Damaris teaches Annie to knit.

Damaris teaches Annie to knit.

Four more months and Friendship

Yesterday we watched the group of students that are one trimester ahead of us graduate from the Spanish Language Institute.  It was a sweet moment to watch them finish what has been a good and sometimes hard year.  It was also sad to see them leave, realizing that we may not (and likely will not) see them again this side of heaven.  Language school is a little bit like summer camp.  You make friends quickly, and they are very important in your life because you really need their friendship.  And then they leave, and you realize a big chapter of your life is coming to a close.  And you move on to the rest of your life without these friends, yet you are not the same as you were before because of them.  These types of friendships happen both inside of Christ and outside of Christ.  There is a common grace that God has given to all people that allows us to make friends.  Yet the friendships that that are bonded through our faith leave us with an assurance of future reunion that is not found outside of Christ.  For that I am thankful.  And, I am thankful to God that I will see all these people again and we will be able to talk about everything that has happened since the time we were with each other, and that we will rejoice in the presence of God as we praise Him for what he has done.  And part of our praise will be for the friendships he gave us along the way as we followed him.

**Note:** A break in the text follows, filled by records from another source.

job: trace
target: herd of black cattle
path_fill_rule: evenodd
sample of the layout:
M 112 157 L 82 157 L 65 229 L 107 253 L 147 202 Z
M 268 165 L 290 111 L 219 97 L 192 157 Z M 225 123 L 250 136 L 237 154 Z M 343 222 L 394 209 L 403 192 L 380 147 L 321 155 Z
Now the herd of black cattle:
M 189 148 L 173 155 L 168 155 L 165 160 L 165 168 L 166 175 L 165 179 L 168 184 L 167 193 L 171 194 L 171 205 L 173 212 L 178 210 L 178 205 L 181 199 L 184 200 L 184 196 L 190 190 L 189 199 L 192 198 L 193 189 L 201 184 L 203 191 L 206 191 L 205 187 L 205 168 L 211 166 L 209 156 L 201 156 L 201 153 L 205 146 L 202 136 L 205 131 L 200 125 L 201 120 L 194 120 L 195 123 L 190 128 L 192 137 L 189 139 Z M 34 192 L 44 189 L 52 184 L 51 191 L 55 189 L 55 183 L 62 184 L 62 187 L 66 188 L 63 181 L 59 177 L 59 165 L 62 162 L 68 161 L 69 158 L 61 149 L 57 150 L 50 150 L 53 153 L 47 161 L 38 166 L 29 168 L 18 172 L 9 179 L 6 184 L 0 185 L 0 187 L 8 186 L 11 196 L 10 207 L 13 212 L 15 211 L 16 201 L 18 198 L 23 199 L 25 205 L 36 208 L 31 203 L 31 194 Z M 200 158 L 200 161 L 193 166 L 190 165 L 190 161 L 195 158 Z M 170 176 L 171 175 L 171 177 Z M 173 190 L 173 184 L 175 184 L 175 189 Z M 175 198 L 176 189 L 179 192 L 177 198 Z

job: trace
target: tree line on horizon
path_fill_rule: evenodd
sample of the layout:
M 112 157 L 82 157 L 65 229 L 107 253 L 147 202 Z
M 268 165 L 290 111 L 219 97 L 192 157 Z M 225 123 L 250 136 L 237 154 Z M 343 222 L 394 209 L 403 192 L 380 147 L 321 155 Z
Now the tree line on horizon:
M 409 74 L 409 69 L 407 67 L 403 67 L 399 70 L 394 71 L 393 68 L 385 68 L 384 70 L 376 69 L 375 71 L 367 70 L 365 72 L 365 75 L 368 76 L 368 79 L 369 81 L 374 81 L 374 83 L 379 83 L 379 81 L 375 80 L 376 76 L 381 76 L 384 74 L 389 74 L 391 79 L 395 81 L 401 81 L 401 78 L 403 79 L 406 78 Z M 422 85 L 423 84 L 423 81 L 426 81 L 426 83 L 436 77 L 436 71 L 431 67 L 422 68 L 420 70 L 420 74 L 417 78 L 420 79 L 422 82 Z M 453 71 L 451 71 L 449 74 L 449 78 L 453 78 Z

How your presence affects missionaries.

Did you know that missionaries get lonely?  Of course it is not a surprise, but it is more true than you may realize.  One of the greatest gifts any person in the mission field can receive is the presence of their family or their friends with them.  I remember when David (Allison’s father) came during Thanksgiving.  It was a short visit, but all of us lived off the memories of the visit for several weeks.  He brought a suitcase filled with gifts as well as things we miss from the United States.  It was like Christmas in November.  Will’s mother (Ruth) came for a week during Christmas.  It was possibly our best week of the year.  We cooked a traditional American Christmas dinner and showed her the sights around San Jose.  The kids still talk about both of their grandparent’s visits.  We were so thankful to have them with us.

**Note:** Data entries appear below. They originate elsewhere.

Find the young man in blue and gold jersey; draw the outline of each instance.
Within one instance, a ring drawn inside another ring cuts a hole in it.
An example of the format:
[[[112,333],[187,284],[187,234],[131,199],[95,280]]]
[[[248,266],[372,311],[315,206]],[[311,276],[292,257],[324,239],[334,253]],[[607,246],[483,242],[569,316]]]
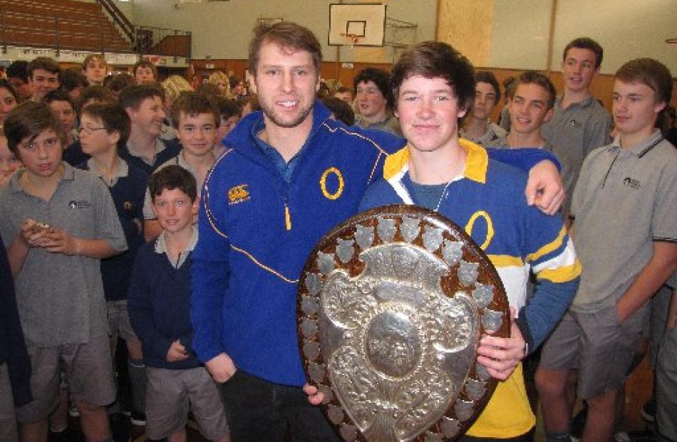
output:
[[[516,318],[510,337],[480,341],[477,361],[502,382],[464,437],[520,440],[535,424],[520,362],[564,315],[581,265],[562,219],[527,204],[526,174],[459,140],[457,122],[474,96],[472,65],[449,45],[425,42],[403,54],[393,68],[391,99],[408,143],[386,159],[383,179],[367,189],[360,209],[427,207],[465,226],[487,254]],[[527,305],[530,271],[538,283]]]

If you ever feel like visiting a friend or a family member in the mission field, I recommend that you do it.  They may be busy, but they will be glad to share their day with you as you see what their normal life is like.  You can understand their world better, and they will be more thankful than they will probably be able to express.  This is something I did not understand before I left the United States.  I underestimated the value that my friendship and my actual presence would have for my missionary friends.  We supported many, but we always waited for them to come home to see them.  I wish I had known, because I actually wanted to visit them, but I didn’t pursue the idea because it seemed impractical.  I realize that many people do not have the money to visit different countries, but your presence is felt when your missionary friends receive cards, Skype phone calls, comments on their blogs, or emails.  Even a “like” via Facebook lets your friends know they are remembered.  I wish I had known the difference it made in the past, but I am learning how to be better in the future.  So to all my friends who are missionaries, I am going to try and do better.  To those who are supporting others, please know that every little action makes a difference.  And to my friends and family back home, we miss you and we will try and be better about reaching back home to let you know we remember you as well.